Desgleichen geht der (in der Beschwerde ebenfalls ins Treffen geführte) Einwand "in dubio pro reo" im gegenwärtigen Stadium des Finanzstrafverfahrens deswegen ins Leere, weil jene (im § 98 Abs.3 FinStrG normierte) Beweisregel besagt, dass die Finanzstrafbehörde unter sorgfältiger Berücksichtigung der Verfahrensergebnisse nach freier Überzeugung zu beurteilen hat, ob eine Tatsache erwiesen ist oder nicht, dieser Grundsatz aber nicht für die Beurteilung der Frage herangezogen werden kann, ob genügend Anhaltspunkte (Verdachtsmomente) vorhanden sind, die die Ingangsetzung eines Untersuchungsverfahrens gegen den Verdächtigen rechtfertigen.
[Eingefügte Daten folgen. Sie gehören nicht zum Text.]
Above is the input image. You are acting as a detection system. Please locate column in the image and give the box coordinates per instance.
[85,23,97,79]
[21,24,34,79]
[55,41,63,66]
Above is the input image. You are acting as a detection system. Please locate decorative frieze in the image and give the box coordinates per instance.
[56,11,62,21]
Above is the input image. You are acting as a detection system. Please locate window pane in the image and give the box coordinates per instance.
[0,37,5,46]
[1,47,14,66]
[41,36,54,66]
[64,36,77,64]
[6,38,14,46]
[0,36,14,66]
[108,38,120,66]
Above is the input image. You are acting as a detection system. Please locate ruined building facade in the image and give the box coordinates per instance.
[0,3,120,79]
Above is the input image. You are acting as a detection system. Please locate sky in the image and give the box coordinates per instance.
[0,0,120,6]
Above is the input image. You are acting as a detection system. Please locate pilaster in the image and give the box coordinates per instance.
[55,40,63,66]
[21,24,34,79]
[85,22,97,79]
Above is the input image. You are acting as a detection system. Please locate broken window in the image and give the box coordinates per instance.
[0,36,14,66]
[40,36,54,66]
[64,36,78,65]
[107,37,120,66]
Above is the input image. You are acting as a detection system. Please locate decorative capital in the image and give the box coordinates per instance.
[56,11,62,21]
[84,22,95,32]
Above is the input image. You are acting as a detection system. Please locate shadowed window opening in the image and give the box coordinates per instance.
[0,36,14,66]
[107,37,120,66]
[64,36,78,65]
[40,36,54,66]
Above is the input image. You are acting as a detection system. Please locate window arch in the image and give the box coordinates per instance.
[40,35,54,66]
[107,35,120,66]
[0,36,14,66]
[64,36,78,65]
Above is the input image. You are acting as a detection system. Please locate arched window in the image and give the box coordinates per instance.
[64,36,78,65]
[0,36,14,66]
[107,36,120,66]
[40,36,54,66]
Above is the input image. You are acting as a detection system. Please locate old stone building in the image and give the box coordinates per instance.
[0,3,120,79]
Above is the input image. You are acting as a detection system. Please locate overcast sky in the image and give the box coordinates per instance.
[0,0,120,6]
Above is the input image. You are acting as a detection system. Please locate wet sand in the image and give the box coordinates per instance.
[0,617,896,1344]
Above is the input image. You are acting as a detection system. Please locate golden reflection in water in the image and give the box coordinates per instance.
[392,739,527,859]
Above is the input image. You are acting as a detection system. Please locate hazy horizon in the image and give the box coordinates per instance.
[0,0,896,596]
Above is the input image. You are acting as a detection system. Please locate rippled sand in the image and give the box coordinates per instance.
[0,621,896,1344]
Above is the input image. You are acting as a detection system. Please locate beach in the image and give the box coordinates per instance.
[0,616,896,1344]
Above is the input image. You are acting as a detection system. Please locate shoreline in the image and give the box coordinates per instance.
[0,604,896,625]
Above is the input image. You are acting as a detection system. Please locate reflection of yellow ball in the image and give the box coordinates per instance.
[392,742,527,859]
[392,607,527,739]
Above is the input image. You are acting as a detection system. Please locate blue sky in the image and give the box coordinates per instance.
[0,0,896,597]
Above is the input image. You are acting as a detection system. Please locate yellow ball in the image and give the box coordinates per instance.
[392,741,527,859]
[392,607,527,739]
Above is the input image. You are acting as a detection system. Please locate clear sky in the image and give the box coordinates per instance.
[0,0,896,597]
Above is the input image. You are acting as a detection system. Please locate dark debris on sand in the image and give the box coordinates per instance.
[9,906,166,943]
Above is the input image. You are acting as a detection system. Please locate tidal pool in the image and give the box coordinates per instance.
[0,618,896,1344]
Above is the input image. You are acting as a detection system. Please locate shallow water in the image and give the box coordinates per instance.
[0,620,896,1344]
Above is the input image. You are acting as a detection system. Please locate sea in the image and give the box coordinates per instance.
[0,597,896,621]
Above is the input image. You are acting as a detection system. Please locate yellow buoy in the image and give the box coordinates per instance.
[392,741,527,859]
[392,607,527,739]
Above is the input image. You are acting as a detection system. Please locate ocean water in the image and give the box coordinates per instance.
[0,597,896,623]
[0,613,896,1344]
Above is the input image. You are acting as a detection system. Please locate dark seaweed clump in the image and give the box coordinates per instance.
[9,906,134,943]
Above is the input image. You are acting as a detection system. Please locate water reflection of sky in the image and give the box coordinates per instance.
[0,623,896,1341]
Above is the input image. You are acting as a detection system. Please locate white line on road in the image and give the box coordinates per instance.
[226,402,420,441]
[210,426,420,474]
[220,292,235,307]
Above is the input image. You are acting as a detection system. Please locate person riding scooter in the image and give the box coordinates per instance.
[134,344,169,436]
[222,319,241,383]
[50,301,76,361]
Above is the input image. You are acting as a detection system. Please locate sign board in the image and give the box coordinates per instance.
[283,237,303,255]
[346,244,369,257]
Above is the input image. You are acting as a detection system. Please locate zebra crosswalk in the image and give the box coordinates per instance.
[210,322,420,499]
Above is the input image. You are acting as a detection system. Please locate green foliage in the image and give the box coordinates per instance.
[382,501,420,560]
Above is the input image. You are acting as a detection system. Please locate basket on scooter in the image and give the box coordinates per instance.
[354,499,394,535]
Zusammenfassend stellt der Unabhängige Finanzsenat als zuständige Finanzstrafbehörde zweiter Instanz (§ 62 Abs.1 FinStrG) daher fest, dass er im gegenständlichen Fall die vorhandenenen Anhaltspunkte, und zwar auch hinsichtlich der in Rede stehenden, im Frühjahr 2006 vom Bf erworbenen 64 Stangen Zigaretten - entgegen der in der Beschwerde diesbezüglich zum Ausdruck gebrachten Bedenken- als (gerade noch) ausreichend ansieht, um daraus eine für die Aufrechterhaltung des Verfahrensstatus eines gegen den Bf eingeleiteten Finanzstrafverfahrens hinreichende Verdachtslage zu konstatieren, dies allerdings mit dem (ergänzenden) Bemerken, dass die von der Finanzstrafbehörde erster Instanz bisher geschaffene Beweislage allein keinesfalls für die (in einem allfälligen Schuldspruch zu treffenden) Feststellung, der Bf habe das ihm vorgeworfene Finanzvergehen hinsichtlich der gesamten in Rede stehenden 150 Stangen Zigaretten (also auch hinsichtlich der strittigen 64 Stangen) tatsächlich begangen, jedenfalls nicht ausreichen werden und sohin die Klärung dieser Frage dem noch durchzuführenden Untersuchungsverfahren vorbehalten bleibt.

Es war daher spruchgemäß zu entscheiden.